Unfortunately an essay is something else, to be good generally it has to have some logic in it, it has to be written in an understandable way for its intended public, and it shouldn't contain mistakes. For those reasons I'll spare you an analysis of what you wrote. Since you don't like dissections of your writings, I hope you'll be more than happy.
Leper? In my eyes you're able to appreciate something for what it is and what it gives to you without considering it a forced replacement for something you miss, since you don't miss it.
If you're a leper, you're a lucky, happy and wise one. Something that generally couldn't be said of other real or virtual lepers.
Edit: Boris, I also play and enjoy Trackmania, which is as close to reality as a Salvador Dali painting. I play it for different reasons. But as for LFS, I immediately liked the effort of simulating something which isn't real (I refer to most cars and to all tracks), but struggles to be as close as possible to reality. NFS is unsatisfactory in that respect: it's neither fish nor flesh. It's not informational about reality and that makes it closer to Trackmania than to LFS. Most simmers who don't strive for doing something in real life love the informational aspects of sims. There's nothing strange in it. That's why some people likes to play hardcore sims instead of arcades where reality is only a surface that gives absolutely no clue about how stuff really works. In this (and not only in this) I'm with Kev and Xaotik. I guess that Scawen had to learn a lot of things coding LFS, I learn a lot of things just playing it, and I'm happy with it. Moreover I drive decidedly better since I play LFS, and that's something that helps me in my real life, although I never race or drive at the limit when I'm on a real road. Could you say the same about NFS?

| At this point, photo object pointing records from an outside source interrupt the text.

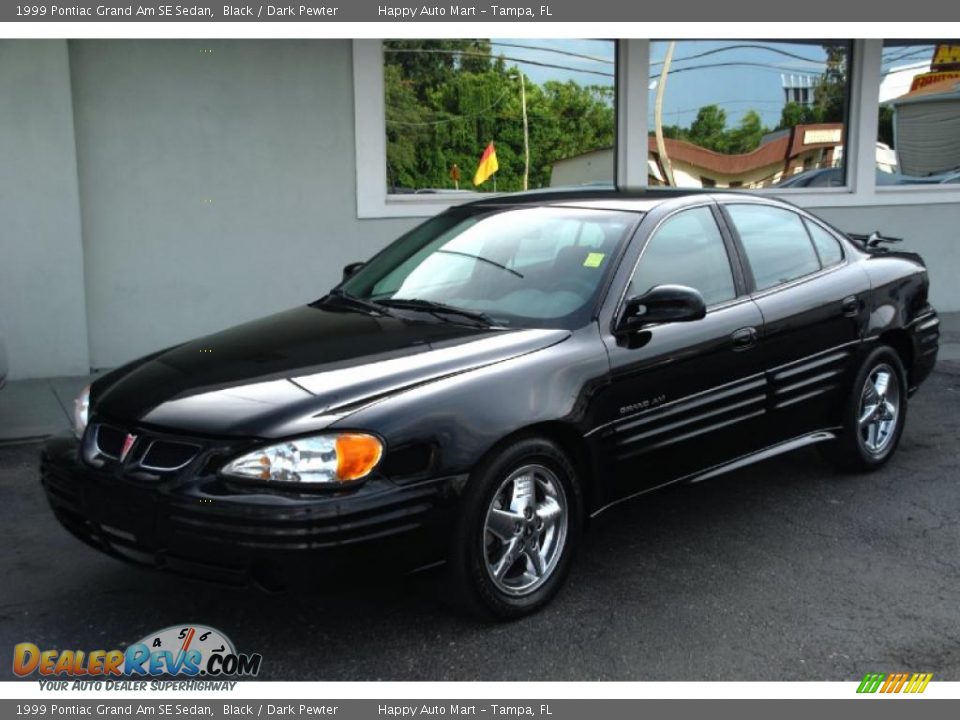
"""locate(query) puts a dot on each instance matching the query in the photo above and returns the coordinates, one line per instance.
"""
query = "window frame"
(630, 147)
(737, 278)
(753, 290)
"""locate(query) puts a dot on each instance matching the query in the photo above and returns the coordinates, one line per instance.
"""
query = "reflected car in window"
(474, 392)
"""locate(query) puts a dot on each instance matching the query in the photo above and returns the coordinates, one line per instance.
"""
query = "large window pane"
(545, 105)
(918, 138)
(748, 113)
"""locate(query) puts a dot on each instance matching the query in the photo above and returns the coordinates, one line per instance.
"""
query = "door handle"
(744, 338)
(851, 306)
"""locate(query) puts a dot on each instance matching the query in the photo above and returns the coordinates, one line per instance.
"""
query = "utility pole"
(658, 117)
(526, 133)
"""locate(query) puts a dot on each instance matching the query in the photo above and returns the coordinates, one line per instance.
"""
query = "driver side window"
(687, 249)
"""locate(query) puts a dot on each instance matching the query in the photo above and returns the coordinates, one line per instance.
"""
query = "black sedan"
(488, 382)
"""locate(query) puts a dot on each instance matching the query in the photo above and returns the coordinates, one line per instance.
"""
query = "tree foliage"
(447, 99)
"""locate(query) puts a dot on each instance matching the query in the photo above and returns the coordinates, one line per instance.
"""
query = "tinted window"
(777, 246)
(828, 247)
(687, 250)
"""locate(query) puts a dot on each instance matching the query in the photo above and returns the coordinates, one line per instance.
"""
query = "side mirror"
(663, 303)
(351, 269)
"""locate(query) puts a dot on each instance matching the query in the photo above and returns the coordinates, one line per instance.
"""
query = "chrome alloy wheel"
(525, 530)
(879, 409)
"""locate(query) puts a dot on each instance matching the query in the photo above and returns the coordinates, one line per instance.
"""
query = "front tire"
(520, 526)
(874, 413)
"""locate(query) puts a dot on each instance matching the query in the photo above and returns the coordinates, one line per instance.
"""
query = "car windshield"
(524, 267)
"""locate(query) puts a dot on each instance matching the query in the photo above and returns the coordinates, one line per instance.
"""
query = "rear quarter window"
(776, 243)
(828, 247)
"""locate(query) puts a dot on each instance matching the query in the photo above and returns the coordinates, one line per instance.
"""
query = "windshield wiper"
(437, 309)
(481, 259)
(369, 305)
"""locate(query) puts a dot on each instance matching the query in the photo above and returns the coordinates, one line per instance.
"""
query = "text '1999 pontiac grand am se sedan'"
(499, 374)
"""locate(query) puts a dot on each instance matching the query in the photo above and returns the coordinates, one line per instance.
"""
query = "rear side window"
(777, 244)
(687, 250)
(828, 247)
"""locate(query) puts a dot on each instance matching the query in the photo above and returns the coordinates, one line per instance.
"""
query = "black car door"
(683, 396)
(814, 307)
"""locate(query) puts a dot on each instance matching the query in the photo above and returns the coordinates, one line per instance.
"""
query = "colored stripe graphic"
(894, 683)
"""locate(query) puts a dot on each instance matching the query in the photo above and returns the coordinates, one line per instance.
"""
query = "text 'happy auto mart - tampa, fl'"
(277, 11)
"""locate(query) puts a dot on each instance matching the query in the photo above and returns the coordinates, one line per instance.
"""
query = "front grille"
(157, 454)
(166, 456)
(110, 441)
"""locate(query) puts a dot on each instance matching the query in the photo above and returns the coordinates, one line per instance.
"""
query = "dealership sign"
(178, 650)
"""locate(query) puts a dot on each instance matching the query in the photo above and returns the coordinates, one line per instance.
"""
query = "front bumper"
(208, 528)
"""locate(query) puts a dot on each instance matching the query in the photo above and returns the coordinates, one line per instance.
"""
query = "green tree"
(443, 107)
(748, 134)
(709, 129)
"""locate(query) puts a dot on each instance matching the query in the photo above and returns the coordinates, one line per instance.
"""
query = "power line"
(555, 50)
(734, 63)
(469, 53)
(453, 119)
(749, 46)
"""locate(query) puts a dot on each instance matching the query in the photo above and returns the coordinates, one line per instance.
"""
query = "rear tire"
(519, 528)
(874, 413)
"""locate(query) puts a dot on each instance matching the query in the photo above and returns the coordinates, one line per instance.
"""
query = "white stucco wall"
(42, 312)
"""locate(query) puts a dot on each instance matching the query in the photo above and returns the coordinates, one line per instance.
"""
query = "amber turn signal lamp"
(357, 455)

No, I'm not scared, I've done some dangerous things in my life, although I'm old enough not to do dangerous stuff at the moment. I don't care that much about my life, I don't have a deep survival instinct, but I'm 36 and a lot of people would suffer if I did something stupid, but I'm not scared, just responsible.
Paradoxically I'd fly a plane and sooner or later I'll learn to do it, and not in a sim, but I'll have to do it when my mom is dead and only if my girlfriend is by my side. We've always thought it would be romantic to die together, so that wouldn't be a problem. Definitely, it's not fear.

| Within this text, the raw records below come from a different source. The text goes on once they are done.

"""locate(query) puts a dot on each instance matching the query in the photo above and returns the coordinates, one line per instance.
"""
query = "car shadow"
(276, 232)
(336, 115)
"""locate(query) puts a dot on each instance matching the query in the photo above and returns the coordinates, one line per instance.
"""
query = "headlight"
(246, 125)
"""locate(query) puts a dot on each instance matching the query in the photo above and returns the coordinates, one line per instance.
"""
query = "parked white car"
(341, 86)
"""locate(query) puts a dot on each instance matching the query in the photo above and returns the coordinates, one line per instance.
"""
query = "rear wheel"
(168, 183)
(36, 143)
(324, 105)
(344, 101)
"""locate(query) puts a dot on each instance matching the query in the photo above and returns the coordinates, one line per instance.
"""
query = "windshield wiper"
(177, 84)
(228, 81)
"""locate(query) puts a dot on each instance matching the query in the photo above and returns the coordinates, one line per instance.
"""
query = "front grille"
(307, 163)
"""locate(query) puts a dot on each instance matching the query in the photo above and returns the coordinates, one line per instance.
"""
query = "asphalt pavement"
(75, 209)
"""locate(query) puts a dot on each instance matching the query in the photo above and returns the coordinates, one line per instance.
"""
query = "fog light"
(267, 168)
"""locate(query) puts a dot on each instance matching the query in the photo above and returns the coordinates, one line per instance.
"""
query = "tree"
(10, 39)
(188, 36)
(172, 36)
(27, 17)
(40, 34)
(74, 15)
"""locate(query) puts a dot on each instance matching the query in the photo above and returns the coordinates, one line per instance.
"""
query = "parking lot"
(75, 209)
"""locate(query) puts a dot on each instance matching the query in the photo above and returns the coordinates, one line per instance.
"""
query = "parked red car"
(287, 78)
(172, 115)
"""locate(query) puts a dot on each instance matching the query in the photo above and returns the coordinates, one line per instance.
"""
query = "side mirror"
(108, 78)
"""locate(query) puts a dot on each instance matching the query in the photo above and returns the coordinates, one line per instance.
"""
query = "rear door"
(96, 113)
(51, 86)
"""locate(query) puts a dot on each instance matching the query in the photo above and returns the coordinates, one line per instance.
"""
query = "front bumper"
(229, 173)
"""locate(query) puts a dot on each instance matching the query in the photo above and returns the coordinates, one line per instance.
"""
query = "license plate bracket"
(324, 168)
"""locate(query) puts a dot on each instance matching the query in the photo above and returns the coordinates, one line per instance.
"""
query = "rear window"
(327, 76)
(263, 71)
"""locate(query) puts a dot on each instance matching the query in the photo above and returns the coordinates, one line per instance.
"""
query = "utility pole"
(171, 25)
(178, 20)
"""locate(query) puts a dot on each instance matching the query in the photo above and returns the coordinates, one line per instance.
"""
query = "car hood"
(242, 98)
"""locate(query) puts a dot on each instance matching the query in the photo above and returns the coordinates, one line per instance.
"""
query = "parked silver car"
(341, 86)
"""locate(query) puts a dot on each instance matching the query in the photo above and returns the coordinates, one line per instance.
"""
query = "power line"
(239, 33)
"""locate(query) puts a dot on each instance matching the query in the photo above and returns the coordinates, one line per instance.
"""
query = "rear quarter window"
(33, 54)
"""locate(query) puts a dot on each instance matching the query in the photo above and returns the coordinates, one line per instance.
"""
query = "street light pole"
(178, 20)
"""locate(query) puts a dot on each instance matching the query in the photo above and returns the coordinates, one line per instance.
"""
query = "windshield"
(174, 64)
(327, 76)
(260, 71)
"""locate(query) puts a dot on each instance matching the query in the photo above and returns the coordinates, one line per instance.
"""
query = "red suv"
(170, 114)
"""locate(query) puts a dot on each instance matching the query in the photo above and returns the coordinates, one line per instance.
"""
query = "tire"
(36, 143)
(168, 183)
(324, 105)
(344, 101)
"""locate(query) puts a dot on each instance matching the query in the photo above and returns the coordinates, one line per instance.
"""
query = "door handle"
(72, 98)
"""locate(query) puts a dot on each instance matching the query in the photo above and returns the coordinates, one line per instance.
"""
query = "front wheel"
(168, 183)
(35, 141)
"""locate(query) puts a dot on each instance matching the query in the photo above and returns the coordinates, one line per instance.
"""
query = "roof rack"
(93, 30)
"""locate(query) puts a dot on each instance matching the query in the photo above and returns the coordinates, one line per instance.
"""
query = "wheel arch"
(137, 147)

Edit: a cousin of mine was a pilot of Frecce Tricolori. He died in the Netherlands a lot of time ago for an engine failure, so he decided to crash in a safe spot instead of ejecting over a crowd. He always loved speedy cars and planes. That never scared me. His name was PierGianni Petri, he died in 1979. My father was in the Italian Air Force and I live in Udine, which is near Rivolto, base of Frecce Tricolori. when Piergianni died I lived in Villafranca di Verona near the military airport, home of 3° Stormo. Planes don't fascinate me, flying does.
Why would you want to understand such things? Whenever I try to understand why someone wants to be a real life racer, I find their reasons irrilevant for me... Fame, money, women, love of cars, competitivity...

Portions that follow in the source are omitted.